# The Dresser has Left the Porch!!!



## lickcreek (Apr 7, 2006)

Believe it or not, last night I was finally allowed to remove the old dresser (falling apart, drawer missing) that has been sitting on my porch for ... lets just leave it at "years"!! It was removed from my DS's room when we did a remodel, and I wanted to get rid of it then - yes the drawer was missing then. How a pre-teen boy can lose an entire dresser drawer is beyond me, but that is for another post! LOL!

DH refused to let me get rid of it because we might find the drawer again some day, and it was "such a nice old wood dresser"!! It sat out there long enough for the mice to move into it several times, for the right side to fall off, and the bottom of the bottom drawer to fall out. 

This last weekend we had a "bonfire" of sorts with some old timbers and pallets we needed to get rid of and some trees/brush we had cut down. DH has cut some more trees, and we have some old rotted lumber to burn off, also. I finally convinced DH that the dresser needed to be on that pile too! 
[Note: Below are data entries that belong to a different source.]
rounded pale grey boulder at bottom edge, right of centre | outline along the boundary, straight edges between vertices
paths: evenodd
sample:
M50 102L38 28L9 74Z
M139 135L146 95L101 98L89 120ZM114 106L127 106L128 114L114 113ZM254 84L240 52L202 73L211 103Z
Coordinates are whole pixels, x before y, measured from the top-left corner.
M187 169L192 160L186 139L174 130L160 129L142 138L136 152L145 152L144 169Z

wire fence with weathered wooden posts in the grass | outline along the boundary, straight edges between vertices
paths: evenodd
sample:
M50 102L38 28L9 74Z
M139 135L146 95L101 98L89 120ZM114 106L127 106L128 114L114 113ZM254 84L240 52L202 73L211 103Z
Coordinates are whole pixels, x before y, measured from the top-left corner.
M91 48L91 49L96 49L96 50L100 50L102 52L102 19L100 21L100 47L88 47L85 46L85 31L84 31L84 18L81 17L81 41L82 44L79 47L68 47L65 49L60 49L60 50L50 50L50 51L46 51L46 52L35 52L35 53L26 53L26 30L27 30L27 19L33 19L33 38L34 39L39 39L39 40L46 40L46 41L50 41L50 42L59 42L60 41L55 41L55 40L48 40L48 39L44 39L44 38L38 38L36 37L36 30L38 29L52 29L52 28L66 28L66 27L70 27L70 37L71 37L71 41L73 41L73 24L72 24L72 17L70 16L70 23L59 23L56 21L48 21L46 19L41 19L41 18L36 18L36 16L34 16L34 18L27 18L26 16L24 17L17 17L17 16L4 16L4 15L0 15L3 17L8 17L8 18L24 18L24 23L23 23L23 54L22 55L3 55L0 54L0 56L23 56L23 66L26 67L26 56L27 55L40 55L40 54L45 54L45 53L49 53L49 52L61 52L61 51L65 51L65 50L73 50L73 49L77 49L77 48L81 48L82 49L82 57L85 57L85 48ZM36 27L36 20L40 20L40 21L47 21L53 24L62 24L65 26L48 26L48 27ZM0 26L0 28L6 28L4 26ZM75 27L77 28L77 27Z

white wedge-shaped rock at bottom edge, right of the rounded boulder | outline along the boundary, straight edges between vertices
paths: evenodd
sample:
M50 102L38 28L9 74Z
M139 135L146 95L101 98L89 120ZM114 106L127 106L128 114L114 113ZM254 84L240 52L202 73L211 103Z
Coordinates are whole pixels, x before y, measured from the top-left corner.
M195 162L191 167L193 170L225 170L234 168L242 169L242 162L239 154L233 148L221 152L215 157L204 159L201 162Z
I think what finally convinced him was not the fact that the dresser could not be saved, but that we have a very large puppy that has started climbing up on everything that is stacked on the porch to torment the cats. I told DH that I was removing everything that he could climb up on, and that the dresser would have to go, too. He reluctantly agreed. 

So, 2 hours and several trips to the burn pile later, the porch is finally almost cleaned off. (Just a few tools of DHs that I will take care of tonight) and the grill can come back up off the sidewalk, and won't stick out in the middle of the porch anymore!! :sing: We don't cook on it on the porch, but I do run the side burner for canning on the porch where the wind is better blocked. And now I have room for that, too!!!

Sorry for rambling on for so long about this, but I am so excited to have my porch back. Of course, we'll see how long it takes everyone to pile it back full again. Seems like every clean space I create gets filled with twice as much junk in less time than it took to clean it.

But for the moment, I'm happy! :banana02:


----------



## Guest (Jul 23, 2009)

CONGRATS!!

Maybe now you can get a nice chair and have a good quiet place to have a nive cold glass of iced tea!


----------



## gone-a-milkin (Mar 4, 2007)

Yay! A reclaimed porch, I know how wonderful that is. 

I second the idea of making a nice sitting spot there.


----------



## Sumer (May 24, 2003)

Congratulations on claiming your porch!!

Im sorta jealous as I still have my sons dresser in my living room. It has all its drawers so it hasnt been banished outside yet. 

...ya know your going to find the missing drawer now dontcha... (ok that was my jealosy speaking LOL)


----------



## lickcreek (Apr 7, 2006)

Sumer, yes, I fully expect to find the drawer now! LOL! OH, and don't be jealous. You seriously don't want to know how long that thing has been sitting on my porch. We're talking YEARS. Lots of them! LOL!!!

DH and I were discussing what to do with the porch, as the porch swing will one day be giving out. (plastic frame is starting to split from too many teenagers plopping down on it :flame DH mentioned we would need to get a new swing some day. I LOVE my swing, but cleaning behind it is a real pain. I told DH I was leaning more to a small table and some nice patio chairs. He said that would work too!!

Catch is, gotta find something that is going to hold up to the growing monster puppy (English Mastiff ). So we may just wait til the swing dies its slow death, which has taken 2 years so far since the first crack. Maybe by then we won't have to find something that will hold up to the kids, too! Using 'KIDS" pretty loosely since they are now 22 and 24 years old!


----------